Thanks to Jenna Talackova, transgender women are now allowed to compete at the biggest beauty pageant. Miss Universe Organization (MUO) announced on Tuesday, April 10 that the decision to include non naturally-born female is in line with their support of "equality for all women".
Talackova was disqualified from the pageant when she submitted the entry form citing "female" while she actually was born "male". The 23-year-old begged the MUO to change the rule, reasoning, "I am a woman. I was devastated, and I felt that excluding me for the reason that they gave was unjust. I have never asked for any special consideration. I only wanted to compete." She has since been granted the wish.

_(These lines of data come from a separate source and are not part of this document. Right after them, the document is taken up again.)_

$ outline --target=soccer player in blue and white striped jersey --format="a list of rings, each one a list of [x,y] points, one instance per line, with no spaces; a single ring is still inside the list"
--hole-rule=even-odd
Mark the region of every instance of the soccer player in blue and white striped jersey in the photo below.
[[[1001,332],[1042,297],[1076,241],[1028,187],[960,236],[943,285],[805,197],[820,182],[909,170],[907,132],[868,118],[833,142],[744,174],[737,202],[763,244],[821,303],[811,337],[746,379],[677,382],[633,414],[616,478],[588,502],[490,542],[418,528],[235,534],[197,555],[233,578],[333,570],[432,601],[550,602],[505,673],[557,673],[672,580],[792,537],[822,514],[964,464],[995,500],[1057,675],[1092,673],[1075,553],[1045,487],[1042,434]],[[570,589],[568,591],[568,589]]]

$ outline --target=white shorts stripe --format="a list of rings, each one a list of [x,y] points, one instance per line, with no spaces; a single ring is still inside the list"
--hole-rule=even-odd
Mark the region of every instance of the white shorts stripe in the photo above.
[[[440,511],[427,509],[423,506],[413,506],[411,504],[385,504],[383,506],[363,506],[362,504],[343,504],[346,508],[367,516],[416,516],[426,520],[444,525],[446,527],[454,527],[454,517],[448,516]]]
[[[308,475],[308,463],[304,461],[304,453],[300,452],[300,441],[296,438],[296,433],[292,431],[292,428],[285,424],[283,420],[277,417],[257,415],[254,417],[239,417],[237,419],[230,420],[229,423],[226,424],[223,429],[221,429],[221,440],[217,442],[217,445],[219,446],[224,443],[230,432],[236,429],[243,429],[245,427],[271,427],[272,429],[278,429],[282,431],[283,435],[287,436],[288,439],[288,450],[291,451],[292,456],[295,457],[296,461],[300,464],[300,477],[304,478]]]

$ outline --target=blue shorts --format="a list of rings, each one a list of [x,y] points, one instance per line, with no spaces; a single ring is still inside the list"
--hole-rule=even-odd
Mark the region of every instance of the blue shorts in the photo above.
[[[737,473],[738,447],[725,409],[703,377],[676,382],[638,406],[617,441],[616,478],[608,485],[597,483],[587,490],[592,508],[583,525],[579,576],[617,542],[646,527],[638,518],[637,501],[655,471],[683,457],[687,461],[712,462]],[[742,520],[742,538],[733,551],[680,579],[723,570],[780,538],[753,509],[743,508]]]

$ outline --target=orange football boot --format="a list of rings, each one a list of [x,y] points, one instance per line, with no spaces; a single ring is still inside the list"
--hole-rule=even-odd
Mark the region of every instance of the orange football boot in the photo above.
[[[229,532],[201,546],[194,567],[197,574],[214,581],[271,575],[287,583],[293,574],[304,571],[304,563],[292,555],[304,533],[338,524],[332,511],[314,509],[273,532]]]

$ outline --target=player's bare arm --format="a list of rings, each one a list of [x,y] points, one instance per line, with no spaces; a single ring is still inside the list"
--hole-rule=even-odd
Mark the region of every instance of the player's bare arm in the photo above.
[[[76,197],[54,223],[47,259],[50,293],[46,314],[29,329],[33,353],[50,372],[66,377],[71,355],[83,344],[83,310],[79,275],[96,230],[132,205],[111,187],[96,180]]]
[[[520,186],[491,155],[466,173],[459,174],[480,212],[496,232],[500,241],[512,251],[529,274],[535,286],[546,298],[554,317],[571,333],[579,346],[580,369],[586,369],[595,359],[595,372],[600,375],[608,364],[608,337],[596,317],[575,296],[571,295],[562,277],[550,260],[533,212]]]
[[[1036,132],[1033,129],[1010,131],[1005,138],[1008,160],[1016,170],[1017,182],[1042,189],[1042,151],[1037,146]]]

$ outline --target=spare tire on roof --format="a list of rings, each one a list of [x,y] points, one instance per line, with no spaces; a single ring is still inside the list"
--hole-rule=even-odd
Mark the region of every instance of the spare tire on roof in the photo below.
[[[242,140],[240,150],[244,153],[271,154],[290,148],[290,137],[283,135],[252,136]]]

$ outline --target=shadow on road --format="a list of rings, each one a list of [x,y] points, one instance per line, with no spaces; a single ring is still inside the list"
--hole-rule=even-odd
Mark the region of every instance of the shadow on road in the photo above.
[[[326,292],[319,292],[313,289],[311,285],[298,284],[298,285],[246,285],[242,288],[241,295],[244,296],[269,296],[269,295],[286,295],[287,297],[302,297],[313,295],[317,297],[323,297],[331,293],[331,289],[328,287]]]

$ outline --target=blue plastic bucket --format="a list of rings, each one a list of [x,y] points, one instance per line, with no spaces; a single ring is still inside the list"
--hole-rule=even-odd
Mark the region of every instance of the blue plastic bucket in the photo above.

Talackova, who represents Canada in the upcoming pageant and had sex change four years ago, received the support from advocacy group GLAAD who brought the issue up in an aggressive dialogue. "For more than two weeks, the Miss Universe Organization and Mr. Trump made it clear to GLAAD that they were open to making a policy change to include women who are transgender," GLAAD's spokesperson Herndon Graddick said. "We appreciate that he and his team responded swiftly and appropriately."
Graddick added, "The Miss Universe Organization today follows institutions that have taken a stand against discrimination of transgender women including the Olympics, NCAA, the Girl Scouts of America and The CW's America's Next Top Model. At a time when transgender people are still routinely denied equal opportunities in housing, employment and medical care, today's decision is in line with the growing levels of public support for transgender people across the country."
Paula Shugart, president of the Miss Universe Organization, also released a statement, saying, "We want to give credit where credit is due. And the decision to include transgender women in our beauty competitions is a result of our ongoing discussions with GLAAD and not Jenna's legal representation, which if anything delayed the process. We have a long history of supporting equality for all women, and this was something we took very seriously."
MUO, which is owned by Donald Trump, is now close to finalizing the policy change. It may prompt other beauty pageants to take similar action as it will kick off just in time for the fall 2013 pageant season.